Sunday, August 25, 2013

Edmund Gosse's "Father and Son": Book Review

In 1907, this "study of two temperaments" dramatized religious convention opposed to rational modernism. Edmund's father, Philip Henry Gosse, ran a Plymouth Brethren household. His wife died of cancer, and the son movingly documents her own demise, drawing from her diary, and enriched by his own recollections. After she dies, at twilight, he seeks his father's embrace: "I used to turn my face up to his, patiently and wonderingly, while the large, unwilling tears gathered in the corners of his eyelids." While the severity of his parents' attitudes has been challenged by scholars of Edmund's dramatic and eloquent narrative, the power of the clash of tradition and innovation at intimate levels during the mid-nineteenth century's encounter with Darwin's revolutionary theory can be felt.

As a naturalist, Philip tried to reconcile the new doctrine, arguing in the book "Omphalos" that as Adam added a navel thanks to God's intervention, so His plan allowed for fossils embedded to look as if a more antiquated cosmos had been intended from the beginning. Philip thought his argument would reconcile atheists and believers, but he was shattered when his book met with dismissal and was ignored. He popularized the Devon tide pools, and Edmund recalls with bittersweet detail the wonders that the shores once held undisturbed in his youth--until his father's studies and illustrations convinced many others to visit the beaches, and to ruin the fragile ecosystem irreparably.
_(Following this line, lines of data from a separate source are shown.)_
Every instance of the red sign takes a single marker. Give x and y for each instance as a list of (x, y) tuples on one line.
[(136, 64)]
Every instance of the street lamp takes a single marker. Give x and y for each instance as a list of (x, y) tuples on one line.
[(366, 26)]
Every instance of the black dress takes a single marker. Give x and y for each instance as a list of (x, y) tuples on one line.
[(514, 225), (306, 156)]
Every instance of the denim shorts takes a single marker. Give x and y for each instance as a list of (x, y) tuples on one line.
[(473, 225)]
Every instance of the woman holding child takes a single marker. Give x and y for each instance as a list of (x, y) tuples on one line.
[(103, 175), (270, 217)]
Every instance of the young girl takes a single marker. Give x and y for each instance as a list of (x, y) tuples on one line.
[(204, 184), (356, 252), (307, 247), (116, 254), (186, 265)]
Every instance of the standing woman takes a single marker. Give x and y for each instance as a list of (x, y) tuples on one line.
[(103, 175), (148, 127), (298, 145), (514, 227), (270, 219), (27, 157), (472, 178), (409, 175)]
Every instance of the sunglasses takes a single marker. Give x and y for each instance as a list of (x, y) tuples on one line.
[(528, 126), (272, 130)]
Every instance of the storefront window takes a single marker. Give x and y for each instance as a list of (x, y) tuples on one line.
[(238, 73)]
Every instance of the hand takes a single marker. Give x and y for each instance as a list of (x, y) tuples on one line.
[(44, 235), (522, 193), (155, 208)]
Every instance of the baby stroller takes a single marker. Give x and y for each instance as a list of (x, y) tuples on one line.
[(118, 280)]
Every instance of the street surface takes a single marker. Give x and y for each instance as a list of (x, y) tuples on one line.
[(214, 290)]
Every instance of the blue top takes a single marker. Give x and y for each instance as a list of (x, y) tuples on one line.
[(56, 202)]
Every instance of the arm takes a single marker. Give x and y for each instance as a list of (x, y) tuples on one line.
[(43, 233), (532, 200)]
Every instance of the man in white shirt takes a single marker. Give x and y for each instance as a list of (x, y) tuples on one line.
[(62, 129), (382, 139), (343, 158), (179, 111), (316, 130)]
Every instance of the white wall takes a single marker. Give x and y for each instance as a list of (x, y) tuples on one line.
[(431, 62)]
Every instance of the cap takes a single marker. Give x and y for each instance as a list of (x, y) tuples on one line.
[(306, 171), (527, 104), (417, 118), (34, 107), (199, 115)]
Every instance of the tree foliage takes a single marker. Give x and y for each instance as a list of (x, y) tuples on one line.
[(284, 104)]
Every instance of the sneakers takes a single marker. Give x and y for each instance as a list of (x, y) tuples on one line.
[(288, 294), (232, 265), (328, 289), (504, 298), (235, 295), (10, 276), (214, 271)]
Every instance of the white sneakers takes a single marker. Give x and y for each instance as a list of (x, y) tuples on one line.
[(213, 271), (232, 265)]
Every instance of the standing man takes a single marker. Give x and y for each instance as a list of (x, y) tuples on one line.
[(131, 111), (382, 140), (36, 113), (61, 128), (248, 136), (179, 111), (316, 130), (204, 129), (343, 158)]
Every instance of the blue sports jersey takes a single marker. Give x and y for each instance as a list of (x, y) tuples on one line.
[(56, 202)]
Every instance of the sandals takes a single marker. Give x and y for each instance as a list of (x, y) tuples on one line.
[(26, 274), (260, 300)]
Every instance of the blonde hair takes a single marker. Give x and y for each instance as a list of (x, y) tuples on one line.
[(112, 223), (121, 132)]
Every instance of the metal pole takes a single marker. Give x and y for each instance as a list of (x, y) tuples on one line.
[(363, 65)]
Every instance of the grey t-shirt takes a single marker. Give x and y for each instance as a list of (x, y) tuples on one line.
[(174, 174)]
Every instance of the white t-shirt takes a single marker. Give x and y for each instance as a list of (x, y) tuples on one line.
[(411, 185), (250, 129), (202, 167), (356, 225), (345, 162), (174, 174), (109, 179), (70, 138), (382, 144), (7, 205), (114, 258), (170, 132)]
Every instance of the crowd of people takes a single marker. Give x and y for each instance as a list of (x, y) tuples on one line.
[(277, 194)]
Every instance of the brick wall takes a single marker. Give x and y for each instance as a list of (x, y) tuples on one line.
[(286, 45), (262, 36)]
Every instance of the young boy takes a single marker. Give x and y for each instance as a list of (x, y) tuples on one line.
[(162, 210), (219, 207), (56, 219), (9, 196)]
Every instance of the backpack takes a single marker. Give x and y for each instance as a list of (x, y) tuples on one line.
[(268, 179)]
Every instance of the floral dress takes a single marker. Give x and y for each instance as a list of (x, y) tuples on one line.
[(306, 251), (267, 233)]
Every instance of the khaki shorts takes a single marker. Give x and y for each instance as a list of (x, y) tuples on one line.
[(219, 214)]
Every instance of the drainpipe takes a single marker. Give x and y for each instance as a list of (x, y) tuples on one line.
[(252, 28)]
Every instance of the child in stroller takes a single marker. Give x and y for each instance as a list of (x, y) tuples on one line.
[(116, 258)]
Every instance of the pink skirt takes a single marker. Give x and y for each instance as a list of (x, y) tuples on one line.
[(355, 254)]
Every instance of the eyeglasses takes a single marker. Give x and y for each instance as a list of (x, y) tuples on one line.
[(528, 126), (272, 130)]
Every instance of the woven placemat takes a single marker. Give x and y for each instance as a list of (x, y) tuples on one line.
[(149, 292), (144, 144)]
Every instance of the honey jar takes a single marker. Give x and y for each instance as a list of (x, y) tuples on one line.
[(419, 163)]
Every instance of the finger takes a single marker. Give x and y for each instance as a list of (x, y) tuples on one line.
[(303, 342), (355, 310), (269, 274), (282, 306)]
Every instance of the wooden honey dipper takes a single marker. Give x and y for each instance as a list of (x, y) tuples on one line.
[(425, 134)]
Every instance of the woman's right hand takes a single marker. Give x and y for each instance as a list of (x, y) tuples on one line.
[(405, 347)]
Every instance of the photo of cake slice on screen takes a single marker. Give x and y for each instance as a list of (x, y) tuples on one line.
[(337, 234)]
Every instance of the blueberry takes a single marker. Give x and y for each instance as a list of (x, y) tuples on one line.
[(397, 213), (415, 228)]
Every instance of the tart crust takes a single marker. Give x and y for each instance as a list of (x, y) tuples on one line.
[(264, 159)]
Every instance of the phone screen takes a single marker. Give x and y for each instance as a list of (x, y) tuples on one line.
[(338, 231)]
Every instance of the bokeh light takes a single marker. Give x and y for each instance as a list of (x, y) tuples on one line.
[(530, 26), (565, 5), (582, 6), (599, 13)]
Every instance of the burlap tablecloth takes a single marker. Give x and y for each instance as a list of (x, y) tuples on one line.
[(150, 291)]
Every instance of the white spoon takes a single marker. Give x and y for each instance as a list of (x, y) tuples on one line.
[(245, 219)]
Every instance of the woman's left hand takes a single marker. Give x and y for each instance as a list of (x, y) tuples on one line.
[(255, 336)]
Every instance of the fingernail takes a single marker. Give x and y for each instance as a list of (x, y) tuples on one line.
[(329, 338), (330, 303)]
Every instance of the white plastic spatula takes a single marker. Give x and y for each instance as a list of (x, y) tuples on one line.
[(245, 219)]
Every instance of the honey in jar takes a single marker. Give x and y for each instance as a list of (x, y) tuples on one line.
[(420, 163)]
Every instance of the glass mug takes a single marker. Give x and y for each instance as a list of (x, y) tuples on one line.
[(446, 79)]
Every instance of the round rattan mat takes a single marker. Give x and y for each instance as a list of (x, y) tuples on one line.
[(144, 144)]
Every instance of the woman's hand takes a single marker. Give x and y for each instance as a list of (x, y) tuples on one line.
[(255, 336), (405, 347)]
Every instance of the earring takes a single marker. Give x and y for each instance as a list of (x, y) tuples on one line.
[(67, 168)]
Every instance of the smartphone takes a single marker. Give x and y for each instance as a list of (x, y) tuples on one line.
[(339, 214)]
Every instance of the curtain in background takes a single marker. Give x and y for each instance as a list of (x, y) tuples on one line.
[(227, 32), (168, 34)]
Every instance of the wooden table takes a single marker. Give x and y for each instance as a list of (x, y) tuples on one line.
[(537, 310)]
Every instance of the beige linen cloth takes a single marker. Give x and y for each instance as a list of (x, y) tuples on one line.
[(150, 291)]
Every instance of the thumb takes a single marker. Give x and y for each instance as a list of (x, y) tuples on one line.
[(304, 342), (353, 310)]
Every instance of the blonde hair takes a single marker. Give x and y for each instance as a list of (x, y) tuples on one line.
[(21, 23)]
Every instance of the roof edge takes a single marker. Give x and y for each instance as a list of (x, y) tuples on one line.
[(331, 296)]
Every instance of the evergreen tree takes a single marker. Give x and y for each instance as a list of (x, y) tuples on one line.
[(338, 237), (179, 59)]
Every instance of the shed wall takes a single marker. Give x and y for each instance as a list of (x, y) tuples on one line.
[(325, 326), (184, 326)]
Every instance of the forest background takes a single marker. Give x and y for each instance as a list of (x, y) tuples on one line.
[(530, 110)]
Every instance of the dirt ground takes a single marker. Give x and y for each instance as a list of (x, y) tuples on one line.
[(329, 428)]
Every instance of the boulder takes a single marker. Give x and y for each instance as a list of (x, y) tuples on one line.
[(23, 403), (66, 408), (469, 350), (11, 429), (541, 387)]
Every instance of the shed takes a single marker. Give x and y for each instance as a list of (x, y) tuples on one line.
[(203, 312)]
Therefore, in its environmental as well as creationist themes, you can see the relevance a century later of this account. He describes the Victorian conventional mindset well. "People would, for instance, go on living over a cess-pool. working themselves up in an agony to discover how they had incurred the displeasure of the Lord, but never moving away." He also engagingly portrays the shift to an "extreme" Puritan and fundamentalist sensibility as he and his father--soon with a stepmother--live in a hamlet in Devonshire. There, away from the city, the foibles of trust in those deemed upright and righteous turns sad, or subtly satirical. A spinning top or a plum pudding, the word "Carmine" all loom large in the young child's mind, and can terrorize as deviations from the approved mentality.
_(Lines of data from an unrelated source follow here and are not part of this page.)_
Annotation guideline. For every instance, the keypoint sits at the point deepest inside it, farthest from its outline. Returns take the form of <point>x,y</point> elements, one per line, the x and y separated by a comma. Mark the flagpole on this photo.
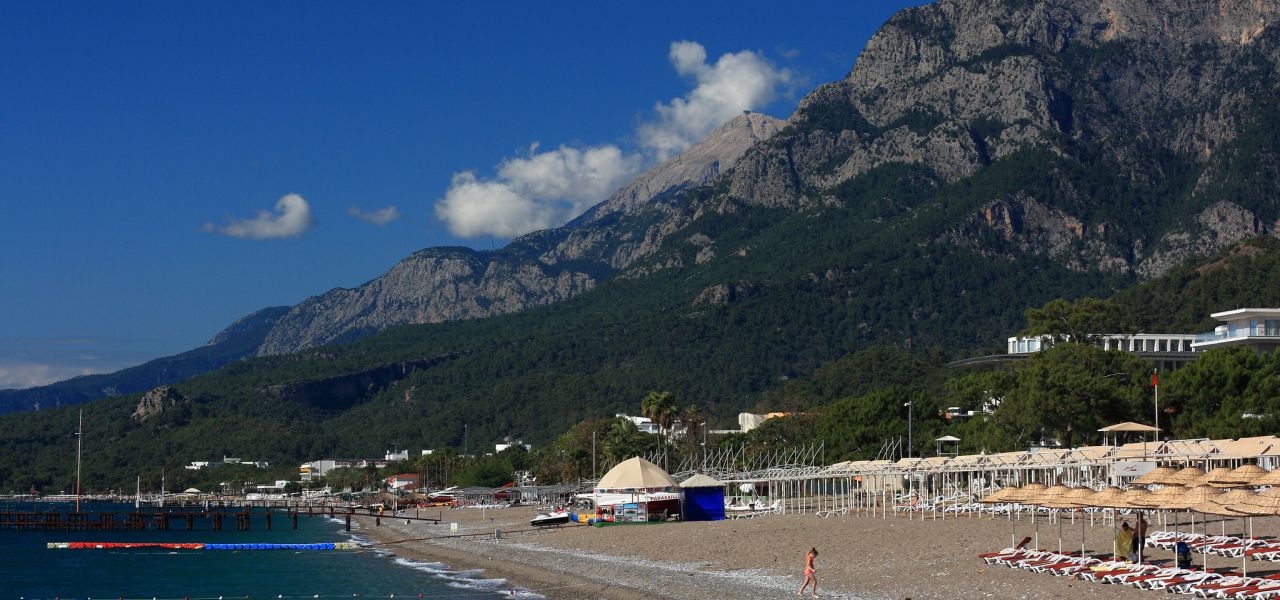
<point>1155,383</point>
<point>80,435</point>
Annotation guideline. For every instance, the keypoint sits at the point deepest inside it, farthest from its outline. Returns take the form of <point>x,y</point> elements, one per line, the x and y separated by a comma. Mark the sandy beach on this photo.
<point>762,558</point>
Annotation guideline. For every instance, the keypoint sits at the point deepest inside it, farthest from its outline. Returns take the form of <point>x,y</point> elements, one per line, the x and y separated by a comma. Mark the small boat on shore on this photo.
<point>554,517</point>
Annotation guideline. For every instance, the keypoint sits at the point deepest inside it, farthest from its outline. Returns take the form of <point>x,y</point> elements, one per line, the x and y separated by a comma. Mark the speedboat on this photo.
<point>554,517</point>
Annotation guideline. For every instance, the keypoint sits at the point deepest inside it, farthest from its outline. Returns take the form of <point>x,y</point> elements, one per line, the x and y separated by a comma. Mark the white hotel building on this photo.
<point>1256,328</point>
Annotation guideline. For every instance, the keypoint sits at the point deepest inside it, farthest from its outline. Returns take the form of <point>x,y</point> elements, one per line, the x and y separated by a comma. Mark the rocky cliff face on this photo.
<point>444,284</point>
<point>1157,94</point>
<point>156,402</point>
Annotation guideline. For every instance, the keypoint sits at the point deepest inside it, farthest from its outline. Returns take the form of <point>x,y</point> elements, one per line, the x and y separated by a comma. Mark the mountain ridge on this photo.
<point>446,284</point>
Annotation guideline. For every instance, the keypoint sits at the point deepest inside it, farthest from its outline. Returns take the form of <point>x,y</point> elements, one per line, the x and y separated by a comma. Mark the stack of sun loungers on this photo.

While he's precociously allowed to be baptized before adulthood after being grilled by the elders, he finds the "mechanical address" and empty language of his prayers a telling revelation. Like a pot that surrounds an already growing plant, he feels as if he's trapped, and tries to grow up around the suppressing weight of the pattern imposed. He grows apart from the faith of his father, and in the final section breaks away as a maturing man from Philip. "The incidents of human life upon the road to glory were less than nothing to him," a man of belief.

Seeking a truer criterion of "moral justice" than that of the Christian Judge, Edmund refuses to sanction an Almighty who would condemn millions for "a purely intellectual error of comprehension." So, individualism, the ability to think for himself, takes control. He refuses to compromise, and no truce, he concludes, could have been acceptable between son and father. (Read  via Project Gutenberg for the Kindle. Amazon US 11-9-12.)